Laura Sharman 16 December 2016

Government ‘complacent’ over child protection issues warn MPs

Government ‘complacent’ over child protection issues warn MPs image

The Government has been accused of being too slow to improve child protection services, a report from MPs have warned today.

The Public Accounts Committee said less than a quarter of services are judged as ‘good’ by Ofsted, but the Department for Education (DfE) does not have a ‘credible’ plan to improve the system by 2020.

The report also found variations in the quality and consistency of protection services is leaving children at risk of harm.

It is calling on the DfE to set out how it will work with local authorities to transform services, how it will better intervene to prevent problems from escalating, and set out how it will attract more high calibre people to social work.

Chair of the PAC, Meg Hillier, said: ‘It is completely unacceptable that, six years after the launch of a major review of child protection services, so little progress has been made.

‘Government has now set itself a target of 2020 to transform the system, a time frame which better serves Whitehall than it does vulnerable young people in need of help.

‘Even then there is a serious risk of past mistakes being repeated. For change to be effective it must be based on evidence of what works, a point Government accepts but has yet to act on properly.

‘When things are going wrong locally it must intervene earlier - and to do that, it must use the information available to monitor and address emerging problems.’
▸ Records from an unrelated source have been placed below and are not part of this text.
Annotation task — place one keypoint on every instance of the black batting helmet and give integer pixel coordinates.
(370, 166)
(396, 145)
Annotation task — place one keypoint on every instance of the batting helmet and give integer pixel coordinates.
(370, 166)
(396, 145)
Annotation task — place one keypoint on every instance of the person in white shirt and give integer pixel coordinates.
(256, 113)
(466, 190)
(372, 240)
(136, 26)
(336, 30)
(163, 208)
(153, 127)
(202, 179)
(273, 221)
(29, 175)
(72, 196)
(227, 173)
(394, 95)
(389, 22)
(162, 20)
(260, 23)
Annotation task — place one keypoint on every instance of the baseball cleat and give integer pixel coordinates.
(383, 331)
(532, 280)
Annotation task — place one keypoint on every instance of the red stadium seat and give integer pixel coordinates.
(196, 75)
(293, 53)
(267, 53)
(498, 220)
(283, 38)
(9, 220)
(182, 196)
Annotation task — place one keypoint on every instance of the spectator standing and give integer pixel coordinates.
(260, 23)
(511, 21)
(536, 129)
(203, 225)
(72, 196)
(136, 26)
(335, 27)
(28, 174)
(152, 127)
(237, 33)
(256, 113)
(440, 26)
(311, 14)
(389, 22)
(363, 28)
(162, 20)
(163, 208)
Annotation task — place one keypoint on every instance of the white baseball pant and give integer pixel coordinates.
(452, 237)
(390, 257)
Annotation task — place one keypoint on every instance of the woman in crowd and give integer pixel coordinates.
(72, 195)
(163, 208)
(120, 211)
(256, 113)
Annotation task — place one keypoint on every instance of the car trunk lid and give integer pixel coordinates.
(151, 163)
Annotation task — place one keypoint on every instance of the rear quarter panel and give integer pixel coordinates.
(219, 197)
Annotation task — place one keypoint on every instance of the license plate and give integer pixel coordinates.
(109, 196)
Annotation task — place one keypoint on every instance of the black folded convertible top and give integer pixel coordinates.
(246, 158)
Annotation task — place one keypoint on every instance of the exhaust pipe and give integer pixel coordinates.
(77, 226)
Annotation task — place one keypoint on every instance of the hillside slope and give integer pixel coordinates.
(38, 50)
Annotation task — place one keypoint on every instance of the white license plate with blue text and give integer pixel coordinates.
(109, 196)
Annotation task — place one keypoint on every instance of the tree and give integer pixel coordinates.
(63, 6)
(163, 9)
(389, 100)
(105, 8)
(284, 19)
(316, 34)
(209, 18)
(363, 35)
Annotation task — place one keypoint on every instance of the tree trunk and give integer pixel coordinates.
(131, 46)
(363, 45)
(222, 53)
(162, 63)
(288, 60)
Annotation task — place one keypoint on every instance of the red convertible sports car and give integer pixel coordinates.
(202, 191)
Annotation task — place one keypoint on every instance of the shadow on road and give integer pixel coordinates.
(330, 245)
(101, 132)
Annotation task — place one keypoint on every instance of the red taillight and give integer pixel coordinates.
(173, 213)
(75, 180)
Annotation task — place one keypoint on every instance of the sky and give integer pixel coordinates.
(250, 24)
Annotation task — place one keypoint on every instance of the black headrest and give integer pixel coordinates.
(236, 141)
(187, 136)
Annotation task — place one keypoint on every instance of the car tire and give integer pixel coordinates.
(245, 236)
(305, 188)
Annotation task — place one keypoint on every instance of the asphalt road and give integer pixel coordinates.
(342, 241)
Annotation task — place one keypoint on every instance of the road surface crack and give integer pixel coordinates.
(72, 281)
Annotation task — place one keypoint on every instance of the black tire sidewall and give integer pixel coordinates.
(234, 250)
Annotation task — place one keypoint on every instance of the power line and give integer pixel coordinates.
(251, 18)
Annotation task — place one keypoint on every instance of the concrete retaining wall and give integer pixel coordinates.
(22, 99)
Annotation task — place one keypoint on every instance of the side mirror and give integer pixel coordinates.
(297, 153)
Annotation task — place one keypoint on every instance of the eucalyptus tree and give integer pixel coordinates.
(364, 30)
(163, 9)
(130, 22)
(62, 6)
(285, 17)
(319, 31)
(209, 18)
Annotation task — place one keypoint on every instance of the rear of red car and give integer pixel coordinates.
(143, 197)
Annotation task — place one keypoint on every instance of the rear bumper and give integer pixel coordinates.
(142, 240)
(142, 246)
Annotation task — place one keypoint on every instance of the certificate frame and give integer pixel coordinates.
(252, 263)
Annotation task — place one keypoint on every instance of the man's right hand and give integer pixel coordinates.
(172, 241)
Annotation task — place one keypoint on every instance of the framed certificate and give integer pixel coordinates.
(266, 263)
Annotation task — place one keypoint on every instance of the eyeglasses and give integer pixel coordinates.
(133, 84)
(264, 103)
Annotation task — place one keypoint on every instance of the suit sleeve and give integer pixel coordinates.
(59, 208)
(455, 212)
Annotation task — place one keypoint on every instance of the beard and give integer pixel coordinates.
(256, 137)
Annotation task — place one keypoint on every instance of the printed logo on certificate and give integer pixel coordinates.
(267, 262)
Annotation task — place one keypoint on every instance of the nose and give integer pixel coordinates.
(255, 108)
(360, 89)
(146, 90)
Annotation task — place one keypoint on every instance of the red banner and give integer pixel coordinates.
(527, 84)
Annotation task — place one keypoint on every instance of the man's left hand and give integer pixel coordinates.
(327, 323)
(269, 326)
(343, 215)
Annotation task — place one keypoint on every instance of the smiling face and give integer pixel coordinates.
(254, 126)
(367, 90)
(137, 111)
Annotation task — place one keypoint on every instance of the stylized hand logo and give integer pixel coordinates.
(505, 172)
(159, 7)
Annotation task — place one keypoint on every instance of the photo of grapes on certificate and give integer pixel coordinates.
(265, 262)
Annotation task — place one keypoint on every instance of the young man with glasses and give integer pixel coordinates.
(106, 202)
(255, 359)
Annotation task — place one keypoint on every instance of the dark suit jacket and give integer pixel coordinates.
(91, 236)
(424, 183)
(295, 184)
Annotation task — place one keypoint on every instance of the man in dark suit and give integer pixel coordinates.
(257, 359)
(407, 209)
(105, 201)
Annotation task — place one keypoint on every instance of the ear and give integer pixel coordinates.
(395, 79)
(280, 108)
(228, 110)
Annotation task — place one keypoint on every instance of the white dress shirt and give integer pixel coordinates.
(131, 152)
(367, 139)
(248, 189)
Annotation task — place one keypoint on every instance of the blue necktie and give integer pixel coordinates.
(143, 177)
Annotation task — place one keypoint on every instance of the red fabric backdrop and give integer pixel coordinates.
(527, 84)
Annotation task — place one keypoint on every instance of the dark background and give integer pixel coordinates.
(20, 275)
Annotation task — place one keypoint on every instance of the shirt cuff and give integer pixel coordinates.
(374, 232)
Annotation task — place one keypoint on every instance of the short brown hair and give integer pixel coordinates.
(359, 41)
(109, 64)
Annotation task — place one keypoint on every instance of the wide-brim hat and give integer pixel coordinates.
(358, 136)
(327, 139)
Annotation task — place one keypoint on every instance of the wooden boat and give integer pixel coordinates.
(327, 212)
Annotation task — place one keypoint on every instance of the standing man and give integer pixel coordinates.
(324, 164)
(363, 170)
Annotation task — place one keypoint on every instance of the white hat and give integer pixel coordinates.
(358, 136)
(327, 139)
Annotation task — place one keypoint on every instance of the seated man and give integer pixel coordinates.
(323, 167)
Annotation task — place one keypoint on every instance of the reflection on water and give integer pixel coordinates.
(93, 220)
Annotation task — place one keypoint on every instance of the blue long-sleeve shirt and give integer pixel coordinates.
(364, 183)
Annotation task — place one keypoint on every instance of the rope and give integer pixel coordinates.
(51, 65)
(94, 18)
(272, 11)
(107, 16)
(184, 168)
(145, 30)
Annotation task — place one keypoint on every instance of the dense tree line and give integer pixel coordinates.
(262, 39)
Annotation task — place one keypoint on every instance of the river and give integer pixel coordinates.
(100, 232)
In response, the Local Government Association (LGA) said the number of children on child protection plans has increased by more than 60% over the past six years.

Cllr Richard Watts, Chair of the LGA's Children and Young People Board, said: 'Child protection reform and improvement support has been largely removed from local government in recent years and increasingly centralised within Whitehall instead.

'It's vital to examine how DfE initiatives imposed on local authorities, such as children's services trusts, are evaluated to check whether they are doing a better job of looking after vulnerable children, and use that evidence to develop future initiatives in partnership with councils.

The LGA are also calling for Ofsted to play a more 'active' role in supporting improvements to children's services.